My fiancé claims that it does soak through the skin as well and often gets me to give lower back massages to her with green coconut oil to help her with pain from back injury. Slipped discs... she says it helps with pain when applied directly, but I don't think I get too much from my hands... but I don't have all the nerve damage so I don't know what it feels like to her.

Either way, we use green coconut oil everyday as a lip moisturizer, tastes great.


----------



## Maniacal (Dec 15, 2010)

I've not found a difinitive place for making lip balm with THC. A friend of mine got some from a legal state and says its not that potent to begin with. IOW it might help stretch an already present buzz, or give a slight kick up, but it won't have you callin houston.

Haven't tried it myself.

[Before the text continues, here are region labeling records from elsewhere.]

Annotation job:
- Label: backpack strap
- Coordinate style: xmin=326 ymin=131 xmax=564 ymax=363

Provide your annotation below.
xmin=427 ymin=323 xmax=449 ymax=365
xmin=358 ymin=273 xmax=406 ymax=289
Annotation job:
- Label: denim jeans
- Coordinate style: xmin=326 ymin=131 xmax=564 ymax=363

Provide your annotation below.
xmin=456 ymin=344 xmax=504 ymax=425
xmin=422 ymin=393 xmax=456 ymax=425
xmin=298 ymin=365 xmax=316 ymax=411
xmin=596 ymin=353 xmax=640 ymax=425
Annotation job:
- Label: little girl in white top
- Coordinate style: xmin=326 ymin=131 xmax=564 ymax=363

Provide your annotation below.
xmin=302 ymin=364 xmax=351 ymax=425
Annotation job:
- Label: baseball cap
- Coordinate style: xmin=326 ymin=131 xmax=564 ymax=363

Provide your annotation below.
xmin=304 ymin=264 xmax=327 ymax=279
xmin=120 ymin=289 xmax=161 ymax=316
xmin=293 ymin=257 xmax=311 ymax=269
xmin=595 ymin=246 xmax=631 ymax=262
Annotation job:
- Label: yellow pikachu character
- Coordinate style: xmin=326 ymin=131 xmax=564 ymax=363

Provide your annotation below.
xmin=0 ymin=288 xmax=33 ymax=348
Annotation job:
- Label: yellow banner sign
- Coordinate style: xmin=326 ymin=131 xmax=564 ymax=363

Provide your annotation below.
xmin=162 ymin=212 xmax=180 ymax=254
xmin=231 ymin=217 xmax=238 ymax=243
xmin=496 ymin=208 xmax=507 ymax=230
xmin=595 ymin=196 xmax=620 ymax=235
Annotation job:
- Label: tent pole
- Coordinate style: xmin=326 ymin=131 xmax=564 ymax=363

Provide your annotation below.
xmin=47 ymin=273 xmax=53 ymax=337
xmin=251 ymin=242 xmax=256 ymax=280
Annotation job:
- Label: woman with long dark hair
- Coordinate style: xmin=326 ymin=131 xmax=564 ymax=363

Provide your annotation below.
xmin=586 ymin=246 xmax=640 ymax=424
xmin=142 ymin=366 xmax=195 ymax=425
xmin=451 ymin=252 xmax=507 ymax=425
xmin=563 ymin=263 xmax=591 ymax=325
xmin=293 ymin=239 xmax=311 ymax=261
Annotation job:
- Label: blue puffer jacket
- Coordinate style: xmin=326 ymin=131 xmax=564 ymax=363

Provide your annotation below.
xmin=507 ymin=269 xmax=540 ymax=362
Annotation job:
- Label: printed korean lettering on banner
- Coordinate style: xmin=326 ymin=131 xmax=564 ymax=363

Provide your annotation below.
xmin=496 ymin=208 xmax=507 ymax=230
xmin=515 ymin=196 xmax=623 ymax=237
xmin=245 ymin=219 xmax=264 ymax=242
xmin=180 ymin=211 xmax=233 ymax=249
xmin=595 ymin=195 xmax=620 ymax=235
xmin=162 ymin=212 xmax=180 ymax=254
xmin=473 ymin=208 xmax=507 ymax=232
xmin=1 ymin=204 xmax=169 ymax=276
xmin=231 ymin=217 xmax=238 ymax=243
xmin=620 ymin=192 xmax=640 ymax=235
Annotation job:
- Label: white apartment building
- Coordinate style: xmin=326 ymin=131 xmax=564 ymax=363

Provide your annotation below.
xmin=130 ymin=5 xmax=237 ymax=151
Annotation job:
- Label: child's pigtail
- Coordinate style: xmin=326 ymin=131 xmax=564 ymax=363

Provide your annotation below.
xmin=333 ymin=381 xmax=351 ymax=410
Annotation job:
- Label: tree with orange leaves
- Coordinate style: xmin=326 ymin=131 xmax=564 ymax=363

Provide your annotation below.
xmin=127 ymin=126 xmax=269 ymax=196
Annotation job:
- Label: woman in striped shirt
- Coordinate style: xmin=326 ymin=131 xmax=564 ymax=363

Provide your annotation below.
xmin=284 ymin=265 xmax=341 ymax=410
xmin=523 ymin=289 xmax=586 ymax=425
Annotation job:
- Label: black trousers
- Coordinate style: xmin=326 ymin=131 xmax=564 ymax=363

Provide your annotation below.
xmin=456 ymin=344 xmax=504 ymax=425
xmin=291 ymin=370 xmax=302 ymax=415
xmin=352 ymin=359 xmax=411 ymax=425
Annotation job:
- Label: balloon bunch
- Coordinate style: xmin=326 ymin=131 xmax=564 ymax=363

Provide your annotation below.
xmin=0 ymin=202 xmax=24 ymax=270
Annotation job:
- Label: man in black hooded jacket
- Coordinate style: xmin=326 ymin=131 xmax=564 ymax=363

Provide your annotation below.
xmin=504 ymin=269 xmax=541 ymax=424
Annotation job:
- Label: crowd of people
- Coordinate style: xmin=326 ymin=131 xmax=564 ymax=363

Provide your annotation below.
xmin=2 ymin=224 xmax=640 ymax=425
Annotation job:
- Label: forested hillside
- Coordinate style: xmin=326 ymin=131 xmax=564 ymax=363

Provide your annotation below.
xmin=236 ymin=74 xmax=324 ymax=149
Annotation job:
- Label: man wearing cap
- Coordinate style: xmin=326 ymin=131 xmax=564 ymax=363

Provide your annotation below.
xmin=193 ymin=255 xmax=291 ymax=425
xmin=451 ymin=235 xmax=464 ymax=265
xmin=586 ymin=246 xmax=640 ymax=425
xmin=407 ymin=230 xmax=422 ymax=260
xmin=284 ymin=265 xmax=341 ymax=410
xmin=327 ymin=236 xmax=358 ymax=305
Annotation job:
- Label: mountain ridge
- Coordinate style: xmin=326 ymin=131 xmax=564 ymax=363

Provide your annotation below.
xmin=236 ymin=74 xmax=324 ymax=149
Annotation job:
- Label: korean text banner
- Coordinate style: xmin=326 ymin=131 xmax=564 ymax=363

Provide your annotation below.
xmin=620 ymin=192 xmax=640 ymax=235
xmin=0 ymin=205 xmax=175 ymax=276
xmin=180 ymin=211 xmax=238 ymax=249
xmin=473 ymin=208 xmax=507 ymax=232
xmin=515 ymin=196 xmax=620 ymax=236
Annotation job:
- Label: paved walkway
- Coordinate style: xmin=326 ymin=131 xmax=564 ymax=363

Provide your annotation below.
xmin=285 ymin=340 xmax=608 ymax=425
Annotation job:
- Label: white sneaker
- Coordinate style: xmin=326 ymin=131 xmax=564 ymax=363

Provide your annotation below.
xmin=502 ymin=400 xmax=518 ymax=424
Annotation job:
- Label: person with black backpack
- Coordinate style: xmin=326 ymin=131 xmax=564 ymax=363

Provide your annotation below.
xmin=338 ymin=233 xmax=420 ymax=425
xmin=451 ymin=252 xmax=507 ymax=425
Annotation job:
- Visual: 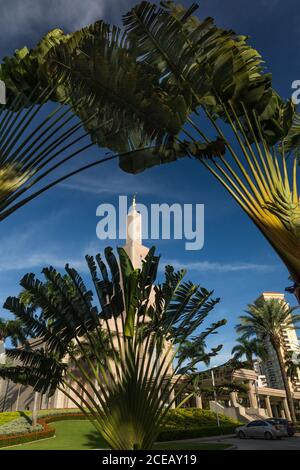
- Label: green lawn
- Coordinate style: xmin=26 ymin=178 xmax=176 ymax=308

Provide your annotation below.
xmin=2 ymin=420 xmax=227 ymax=450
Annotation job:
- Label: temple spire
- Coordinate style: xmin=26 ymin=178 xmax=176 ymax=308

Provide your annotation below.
xmin=124 ymin=195 xmax=149 ymax=268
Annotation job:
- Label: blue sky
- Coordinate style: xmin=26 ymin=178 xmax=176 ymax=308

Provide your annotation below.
xmin=0 ymin=0 xmax=300 ymax=363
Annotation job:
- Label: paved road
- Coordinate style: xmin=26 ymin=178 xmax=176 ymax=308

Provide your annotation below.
xmin=222 ymin=435 xmax=300 ymax=450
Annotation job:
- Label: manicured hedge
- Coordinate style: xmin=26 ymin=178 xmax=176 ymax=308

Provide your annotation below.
xmin=157 ymin=425 xmax=236 ymax=442
xmin=0 ymin=419 xmax=55 ymax=448
xmin=0 ymin=408 xmax=239 ymax=448
xmin=164 ymin=408 xmax=240 ymax=429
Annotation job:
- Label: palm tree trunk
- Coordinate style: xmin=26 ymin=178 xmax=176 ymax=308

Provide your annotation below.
xmin=274 ymin=345 xmax=297 ymax=423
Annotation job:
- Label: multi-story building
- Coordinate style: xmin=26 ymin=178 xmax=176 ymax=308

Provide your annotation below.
xmin=255 ymin=292 xmax=300 ymax=392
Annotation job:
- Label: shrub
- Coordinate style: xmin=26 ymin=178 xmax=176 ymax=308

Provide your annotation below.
xmin=0 ymin=417 xmax=43 ymax=436
xmin=0 ymin=420 xmax=55 ymax=448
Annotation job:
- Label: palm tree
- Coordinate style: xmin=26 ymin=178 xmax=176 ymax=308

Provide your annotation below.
xmin=0 ymin=1 xmax=300 ymax=302
xmin=0 ymin=318 xmax=28 ymax=347
xmin=236 ymin=299 xmax=300 ymax=421
xmin=231 ymin=337 xmax=267 ymax=368
xmin=285 ymin=351 xmax=300 ymax=382
xmin=0 ymin=248 xmax=226 ymax=449
xmin=0 ymin=318 xmax=28 ymax=411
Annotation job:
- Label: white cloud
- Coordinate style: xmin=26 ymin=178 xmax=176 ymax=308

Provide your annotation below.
xmin=60 ymin=173 xmax=157 ymax=195
xmin=161 ymin=260 xmax=274 ymax=273
xmin=0 ymin=211 xmax=101 ymax=276
xmin=0 ymin=0 xmax=117 ymax=35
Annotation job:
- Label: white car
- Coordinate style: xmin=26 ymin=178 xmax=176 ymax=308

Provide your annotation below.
xmin=235 ymin=420 xmax=287 ymax=439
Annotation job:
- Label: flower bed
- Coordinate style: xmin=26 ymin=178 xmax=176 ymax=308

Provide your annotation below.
xmin=0 ymin=417 xmax=43 ymax=436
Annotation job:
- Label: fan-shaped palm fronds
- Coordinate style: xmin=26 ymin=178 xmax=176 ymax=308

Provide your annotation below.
xmin=0 ymin=249 xmax=225 ymax=449
xmin=236 ymin=299 xmax=300 ymax=421
xmin=231 ymin=337 xmax=267 ymax=368
xmin=0 ymin=85 xmax=132 ymax=220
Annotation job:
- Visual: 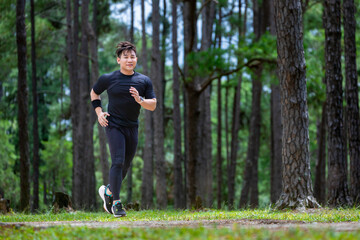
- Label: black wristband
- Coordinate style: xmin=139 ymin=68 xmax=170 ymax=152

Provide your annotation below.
xmin=91 ymin=99 xmax=101 ymax=109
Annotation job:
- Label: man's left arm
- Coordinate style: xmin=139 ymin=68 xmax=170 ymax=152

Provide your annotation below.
xmin=130 ymin=87 xmax=156 ymax=111
xmin=137 ymin=98 xmax=156 ymax=111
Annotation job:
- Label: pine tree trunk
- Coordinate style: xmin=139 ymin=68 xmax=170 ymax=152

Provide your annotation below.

Hopefully will get some of the real deal soon so I can see if its worth my time to try to make it.


----------



## rosealfanso (Mar 30, 2012)

I don't know about the lip balm but as marijuana plant try to protect itself from uv rays than the plant can also be used in the preparation of an Sunscreen? 
can we?


----------



## gioua (Mar 30, 2012)

guys... its not the same high as smoking it eating it etc.. least not on me... I have used balms before and they dont do anything FOR ME more then kinda stink.. lol

The only mild effect I felt was a warming feeling which was nothing related to the pot.. it was menthol or eucalyptus


----------